There’s nothing like an inconveniently scheduled field exercise to put a rumple in our plans for the baby’s arrival.
The old plan was a nice, simple, traditional one. The new plan includes calls to the Red Cross and a flight to Georgia for my mom so I’m not alone when our daughter decides to make her appearance.
I took this to be just another reminder that life in the military simply is not the same as civilian life. But it wasn’t long before I was reminded that the birthing process rarely goes as planned for anyone.

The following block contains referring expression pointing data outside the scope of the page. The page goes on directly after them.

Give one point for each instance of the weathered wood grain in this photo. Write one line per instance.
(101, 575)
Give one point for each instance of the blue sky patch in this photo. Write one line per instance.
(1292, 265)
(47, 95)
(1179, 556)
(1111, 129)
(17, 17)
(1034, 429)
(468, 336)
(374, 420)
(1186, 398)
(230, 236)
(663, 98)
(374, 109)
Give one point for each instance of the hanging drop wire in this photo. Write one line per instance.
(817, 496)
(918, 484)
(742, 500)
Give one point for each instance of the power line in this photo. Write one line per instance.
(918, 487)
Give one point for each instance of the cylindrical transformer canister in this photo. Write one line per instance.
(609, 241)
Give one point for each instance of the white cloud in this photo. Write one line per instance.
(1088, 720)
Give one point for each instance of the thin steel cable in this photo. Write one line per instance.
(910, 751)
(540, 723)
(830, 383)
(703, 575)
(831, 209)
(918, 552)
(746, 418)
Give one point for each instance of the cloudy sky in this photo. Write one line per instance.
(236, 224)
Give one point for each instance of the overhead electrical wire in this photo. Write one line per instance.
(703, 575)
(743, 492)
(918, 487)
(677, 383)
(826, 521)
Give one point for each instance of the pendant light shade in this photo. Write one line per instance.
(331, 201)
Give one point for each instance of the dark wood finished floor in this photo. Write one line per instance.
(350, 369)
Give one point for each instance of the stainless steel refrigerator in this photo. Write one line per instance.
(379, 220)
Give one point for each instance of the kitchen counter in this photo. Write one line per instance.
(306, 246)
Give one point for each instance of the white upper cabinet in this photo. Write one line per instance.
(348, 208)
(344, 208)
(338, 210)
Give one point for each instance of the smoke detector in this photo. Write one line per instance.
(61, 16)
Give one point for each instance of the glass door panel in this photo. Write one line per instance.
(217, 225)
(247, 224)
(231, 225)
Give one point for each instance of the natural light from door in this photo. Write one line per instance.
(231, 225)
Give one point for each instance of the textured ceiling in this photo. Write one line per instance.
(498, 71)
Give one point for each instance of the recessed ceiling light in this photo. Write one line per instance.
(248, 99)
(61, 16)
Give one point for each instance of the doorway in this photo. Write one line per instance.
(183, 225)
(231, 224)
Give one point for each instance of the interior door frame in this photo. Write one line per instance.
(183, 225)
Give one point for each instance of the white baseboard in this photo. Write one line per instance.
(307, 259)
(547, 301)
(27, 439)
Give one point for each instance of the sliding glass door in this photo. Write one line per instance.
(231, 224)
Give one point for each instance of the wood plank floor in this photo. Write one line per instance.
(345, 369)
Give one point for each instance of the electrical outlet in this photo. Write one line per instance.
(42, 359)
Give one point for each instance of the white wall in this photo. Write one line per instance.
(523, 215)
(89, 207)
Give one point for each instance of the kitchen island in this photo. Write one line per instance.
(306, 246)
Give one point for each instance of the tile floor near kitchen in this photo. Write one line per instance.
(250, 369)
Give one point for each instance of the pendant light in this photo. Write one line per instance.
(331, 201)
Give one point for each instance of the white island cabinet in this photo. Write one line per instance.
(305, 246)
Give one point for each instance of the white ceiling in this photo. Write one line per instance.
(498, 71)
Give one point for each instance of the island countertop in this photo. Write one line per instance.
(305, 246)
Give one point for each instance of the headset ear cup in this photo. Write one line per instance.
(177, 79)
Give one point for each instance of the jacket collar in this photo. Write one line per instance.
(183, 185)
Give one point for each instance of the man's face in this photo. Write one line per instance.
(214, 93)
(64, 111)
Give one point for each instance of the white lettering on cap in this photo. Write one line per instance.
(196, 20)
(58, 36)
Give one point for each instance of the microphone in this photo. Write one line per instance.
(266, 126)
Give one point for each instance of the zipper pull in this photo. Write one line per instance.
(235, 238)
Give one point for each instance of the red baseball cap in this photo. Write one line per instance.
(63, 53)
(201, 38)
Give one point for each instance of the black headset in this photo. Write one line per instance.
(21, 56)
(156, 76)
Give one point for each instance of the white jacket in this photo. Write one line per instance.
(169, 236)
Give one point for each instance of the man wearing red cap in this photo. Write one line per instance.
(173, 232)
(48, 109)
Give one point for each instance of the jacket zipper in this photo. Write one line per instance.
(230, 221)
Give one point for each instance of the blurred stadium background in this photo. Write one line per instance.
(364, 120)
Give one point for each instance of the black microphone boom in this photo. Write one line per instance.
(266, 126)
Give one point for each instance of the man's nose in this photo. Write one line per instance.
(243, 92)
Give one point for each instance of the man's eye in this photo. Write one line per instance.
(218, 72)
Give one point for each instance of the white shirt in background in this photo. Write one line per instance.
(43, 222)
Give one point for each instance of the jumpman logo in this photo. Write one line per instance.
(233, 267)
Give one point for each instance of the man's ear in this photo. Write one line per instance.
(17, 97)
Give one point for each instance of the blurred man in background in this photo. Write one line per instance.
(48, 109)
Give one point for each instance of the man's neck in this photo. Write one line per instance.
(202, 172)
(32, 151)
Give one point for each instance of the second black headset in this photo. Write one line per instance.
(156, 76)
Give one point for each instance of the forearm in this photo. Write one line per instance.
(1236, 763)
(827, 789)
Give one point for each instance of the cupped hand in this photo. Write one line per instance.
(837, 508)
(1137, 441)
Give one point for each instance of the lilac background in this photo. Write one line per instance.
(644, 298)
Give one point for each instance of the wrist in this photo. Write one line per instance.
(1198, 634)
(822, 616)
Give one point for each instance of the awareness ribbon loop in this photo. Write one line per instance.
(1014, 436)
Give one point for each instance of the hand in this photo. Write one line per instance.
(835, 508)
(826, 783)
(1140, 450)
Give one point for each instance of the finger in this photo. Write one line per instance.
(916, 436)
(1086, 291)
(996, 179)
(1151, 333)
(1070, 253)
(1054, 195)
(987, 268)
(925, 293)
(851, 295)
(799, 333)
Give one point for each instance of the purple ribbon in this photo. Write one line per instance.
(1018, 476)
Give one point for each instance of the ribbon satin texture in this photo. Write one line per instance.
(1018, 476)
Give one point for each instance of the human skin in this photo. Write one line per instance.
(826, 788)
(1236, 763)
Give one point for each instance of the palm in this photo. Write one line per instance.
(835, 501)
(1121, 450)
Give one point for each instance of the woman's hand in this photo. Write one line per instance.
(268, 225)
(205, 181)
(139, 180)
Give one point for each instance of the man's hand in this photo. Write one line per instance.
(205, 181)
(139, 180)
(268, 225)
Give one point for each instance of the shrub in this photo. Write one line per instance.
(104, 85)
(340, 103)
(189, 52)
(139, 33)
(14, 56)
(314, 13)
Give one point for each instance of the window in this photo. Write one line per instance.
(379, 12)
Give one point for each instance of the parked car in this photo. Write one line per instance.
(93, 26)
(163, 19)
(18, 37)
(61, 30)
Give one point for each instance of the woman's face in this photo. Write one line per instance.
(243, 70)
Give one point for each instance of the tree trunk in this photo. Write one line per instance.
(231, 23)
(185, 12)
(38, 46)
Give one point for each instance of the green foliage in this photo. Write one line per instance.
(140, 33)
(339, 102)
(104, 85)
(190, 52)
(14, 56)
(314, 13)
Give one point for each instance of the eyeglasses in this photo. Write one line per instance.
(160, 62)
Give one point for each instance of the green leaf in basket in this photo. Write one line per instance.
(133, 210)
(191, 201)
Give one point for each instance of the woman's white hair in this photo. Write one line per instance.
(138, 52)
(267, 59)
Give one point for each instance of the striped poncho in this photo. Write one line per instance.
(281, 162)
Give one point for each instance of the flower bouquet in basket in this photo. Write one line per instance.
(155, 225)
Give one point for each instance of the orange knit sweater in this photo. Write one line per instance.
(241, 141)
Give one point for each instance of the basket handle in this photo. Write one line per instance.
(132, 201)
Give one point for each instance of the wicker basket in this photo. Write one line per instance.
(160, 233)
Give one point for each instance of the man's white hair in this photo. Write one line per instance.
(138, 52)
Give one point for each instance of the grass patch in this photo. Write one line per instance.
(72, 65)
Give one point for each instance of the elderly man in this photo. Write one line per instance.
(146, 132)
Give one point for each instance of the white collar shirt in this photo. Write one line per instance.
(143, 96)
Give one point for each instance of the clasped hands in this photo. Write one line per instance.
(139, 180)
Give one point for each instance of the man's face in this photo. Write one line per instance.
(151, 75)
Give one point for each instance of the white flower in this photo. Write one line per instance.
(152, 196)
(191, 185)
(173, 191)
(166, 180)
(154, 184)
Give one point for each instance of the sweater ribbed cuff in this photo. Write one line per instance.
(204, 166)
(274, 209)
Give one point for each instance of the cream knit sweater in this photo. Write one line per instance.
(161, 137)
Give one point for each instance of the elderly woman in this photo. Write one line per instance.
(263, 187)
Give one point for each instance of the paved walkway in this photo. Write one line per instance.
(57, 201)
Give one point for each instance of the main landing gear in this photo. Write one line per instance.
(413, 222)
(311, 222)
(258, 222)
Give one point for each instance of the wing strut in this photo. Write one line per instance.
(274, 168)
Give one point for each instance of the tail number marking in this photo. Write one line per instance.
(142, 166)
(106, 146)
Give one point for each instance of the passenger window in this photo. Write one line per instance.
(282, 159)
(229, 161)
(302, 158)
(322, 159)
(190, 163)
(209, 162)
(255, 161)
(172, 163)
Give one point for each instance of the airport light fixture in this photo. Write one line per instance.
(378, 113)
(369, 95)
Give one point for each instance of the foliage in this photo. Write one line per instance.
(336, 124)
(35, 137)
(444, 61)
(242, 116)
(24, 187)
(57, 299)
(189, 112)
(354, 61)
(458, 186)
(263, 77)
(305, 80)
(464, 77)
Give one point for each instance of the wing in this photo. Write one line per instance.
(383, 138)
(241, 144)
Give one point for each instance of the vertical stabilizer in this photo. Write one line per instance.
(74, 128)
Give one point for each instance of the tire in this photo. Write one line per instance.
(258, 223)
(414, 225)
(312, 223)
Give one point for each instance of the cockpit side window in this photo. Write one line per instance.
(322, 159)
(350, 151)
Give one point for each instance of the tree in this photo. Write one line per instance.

When I was born, my dad was at a police academy and only was able to come home briefly before returning.
Businessmen often are traveling when their children are born, and civil servants like firefighters, police officers and emergency medical professionals often are forced to miss important events in their children’s lives because of the nature of their work.
Yes, being a military spouse definitely is challenging. And yes, what our soldiers give up to serve their country is amazing.
Unfortunately, it seems we occasionally may forget that we’re not the only ones who have problems. People of all lifestyles face surprises that send their worlds spinning backward.
Everyone faces trials in their lives. Separating ourselves into a category where we pretend our problems are somehow more difficult than those of others makes us more likely to give into negative tendencies like self-pity.
Yes, life as a military spouse is difficult. Yes, life as a soldier is difficult. But life in general is difficult, too.
We can do more for ourselves by using our experiences to relate to those outside of our military circle than by using it to alienate ourselves further.